Alexander Hamilton once described the Constitutional right to a trial by jury as a “valuable safeguard to liberty” and “the very palladium of free government.” Why is this right considered a crucial safeguard to our free society? What happens if we lose it? Using skills from the TPS Street Law course, this course delves into the tantalizing inner workings of a criminal trial. In this interactive class, students will learn how a case is proven and how a criminal can get away with a crime. Students will analyze infamous trials and complete a variety of assignments, including legal memoranda and a motion argument, all leading up to a mock murder trial. Students will step into the minds of the significant players — police officers, prosecutors, defense attorneys and judges — as they grapple with tragic facts, law, and politics in the courtroom.
How to Get Away with Murder (Trial Law)
Notes and Requirements
Note: On an accredited transcript this course lists for credit as an Academic Elective.
Reviews from Students and Parents
“This is such a fun class! You are able to experience the nerves (and excitement!) of preparing for trial. The teacher, through her experience as a lawyer, is able to teach from real-life knowledge. Possibly the coolest class I’ve ever taken!”

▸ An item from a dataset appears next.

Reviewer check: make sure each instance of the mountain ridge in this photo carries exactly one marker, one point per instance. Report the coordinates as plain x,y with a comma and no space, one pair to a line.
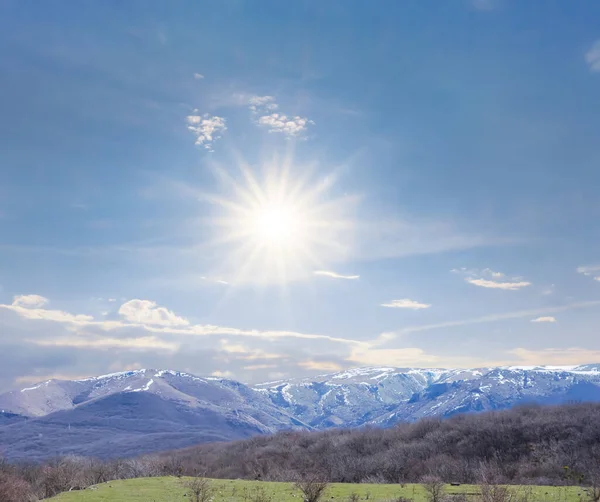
178,409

“This is easily the best class I have taken! The last weeks of class were all mock trial weeks, which I thought were going to be the most stressful assignment I’ve done. But the teacher did a great job making it a fun assignment where everyone had the chance to be an attorney and a witness. It really does feel like you are in a courtroom. The rest of the semester before the mock trial, we learned so much about the law. I used to know almost nothing about trial law, but now I can say I do!”
“How to Get Away With Murder was a fabulous class! The teacher is amazing and really helped us understand how to write, think, and speak like a lawyer. Reading through cases and briefing them helped me to understand our laws better. The two trials we did were fun learning opportunities. I would definitely recommend this course to anyone interested in our government/law.”